11 de janeiro de 2024

Novas regras para fundos fechados, subvenções e Perse revelam esforço para onerar ainda mais essa base tributável.

Não é forçoso dizer que nos últimos anos grande parte das discussões envolvendo o direito tributário se concentrou nos exames e debates sobre a reforma tributária, que foi enfim materializada pela Emenda Constitucional 132, de 20 de dezembro de 2023.

Os debates envolvendo a então PEC 45/2019 – precursora da emenda aprovada – deixavam claro que a reforma em questão tinha como objetivo, unicamente, a reformulação da tributação sobre o consumo, o que ocorreria por meio da eliminação de tributos como ICMS, ISS, IPI, PIS e Cofins, substituindo-os por um Imposto sobre Valor Agregado (IVA) dual, a ser repartido entre União, estados e municípios.

Nesse contexto, o desenho normativo ali delineado indicava que, posteriormente à promulgação da já citada Emenda Constitucional, haveria o compromisso de o Poder Executivo Federal promover o início da reforma da tributação sobre a renda e sobre a folha de salários, de modo a equilibrar eventual aumento de carga tributária que o IVA dual pode vir a ocasionar.

Tanto assim o é que o artigo 18, incisos I e II, da Emenda Constitucional 132, de 20 de dezembro de 2023, previu, respectivamente, que após à promulgação da reforma, a Administração Federal teria 90 dias para encaminhar ao Congresso Nacional “projeto de lei que reforme a tributação da renda, acompanhado das correspondentes estimativas e estudos de impactos orçamentários e financeiros”, bem como “projeto de lei que reforme a tributação da folha de salários”.

Ocorre, no entanto, que de maneira concomitante à reforma tributária, no apagar das luzes da sessão legislativa correspondente ao ano de 2023, algumas mudanças significativas na tributação sobre a renda foram debatidas e promulgadas pelo Congresso Nacional, assim como sancionadas pelo presidente da República.

Primeiramente, foi promulgada a Lei 14.754, de 12 de dezembro de 2023, que permitiu a tributação pelo imposto de renda retido na fonte, à alíquota de 15% – como regra geral –, sobre os rendimentos das aplicações de fundos de investimentos fechados que operam no Brasil, a ocorrer no último dia útil dos meses de maio e novembro, ou na data da distribuição de rendimentos, da amortização ou de resgate de cotas, caso esta ocorra antes, nos termos do art. 17, incisos I e II da lei em questão.
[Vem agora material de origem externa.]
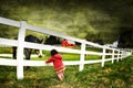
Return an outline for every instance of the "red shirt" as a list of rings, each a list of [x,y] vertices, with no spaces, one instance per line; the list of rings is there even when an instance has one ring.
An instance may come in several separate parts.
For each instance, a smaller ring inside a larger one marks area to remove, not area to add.
[[[51,56],[47,63],[53,63],[54,69],[60,70],[60,68],[64,67],[63,62],[62,62],[62,55],[55,54]]]

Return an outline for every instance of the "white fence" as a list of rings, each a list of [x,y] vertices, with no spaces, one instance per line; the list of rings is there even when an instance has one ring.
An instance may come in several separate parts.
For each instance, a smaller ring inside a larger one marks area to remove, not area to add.
[[[13,20],[9,20],[9,19],[0,18],[0,23],[16,26],[19,29],[18,40],[9,40],[9,38],[0,37],[0,44],[18,47],[17,59],[0,58],[0,65],[17,66],[17,78],[18,79],[23,79],[23,66],[48,66],[44,63],[44,61],[25,61],[25,59],[23,59],[23,48],[24,47],[47,50],[47,51],[51,51],[52,48],[55,48],[59,52],[80,54],[80,61],[64,62],[65,65],[79,65],[80,66],[79,70],[83,70],[84,64],[101,63],[101,66],[103,67],[105,62],[111,61],[113,63],[114,59],[119,61],[119,59],[122,59],[122,58],[131,55],[131,52],[126,52],[126,51],[122,51],[122,50],[117,50],[117,48],[110,48],[110,47],[105,47],[105,46],[102,46],[99,44],[94,44],[92,42],[88,42],[85,40],[71,37],[71,36],[68,36],[68,35],[61,34],[61,33],[57,33],[53,31],[49,31],[45,29],[41,29],[38,26],[27,24],[27,22],[24,22],[24,21],[19,22],[19,21],[13,21]],[[44,33],[44,34],[50,34],[50,35],[72,40],[74,42],[79,42],[79,43],[81,43],[81,50],[65,48],[65,47],[61,47],[61,46],[51,46],[51,45],[34,44],[34,43],[24,42],[24,36],[25,36],[27,30],[31,30],[31,31],[35,31],[35,32],[40,32],[40,33]],[[86,51],[85,50],[86,45],[102,48],[103,52]],[[110,50],[112,52],[106,53],[105,52],[106,50]],[[102,56],[102,58],[95,59],[95,61],[84,61],[85,54],[100,55],[100,56]],[[106,55],[111,55],[112,57],[105,58]]]

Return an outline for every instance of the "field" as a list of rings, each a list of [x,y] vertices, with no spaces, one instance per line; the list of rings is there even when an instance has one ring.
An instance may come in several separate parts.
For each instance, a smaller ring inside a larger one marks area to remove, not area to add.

Essa forma de tributação nada mais é do que a extensão, aos fundos fechados, da tributação sobre a renda conhecida como “come-cotas”, que já era aplicável à maioria dos fundos de investimentos cujas cotas são comercializadas no mercado aberto, exação esta que não era imponível aos fundos fechados, na esteira do art. 9º, § 4º, da Instrução Normativa 1.585/2015, da Receita Federal.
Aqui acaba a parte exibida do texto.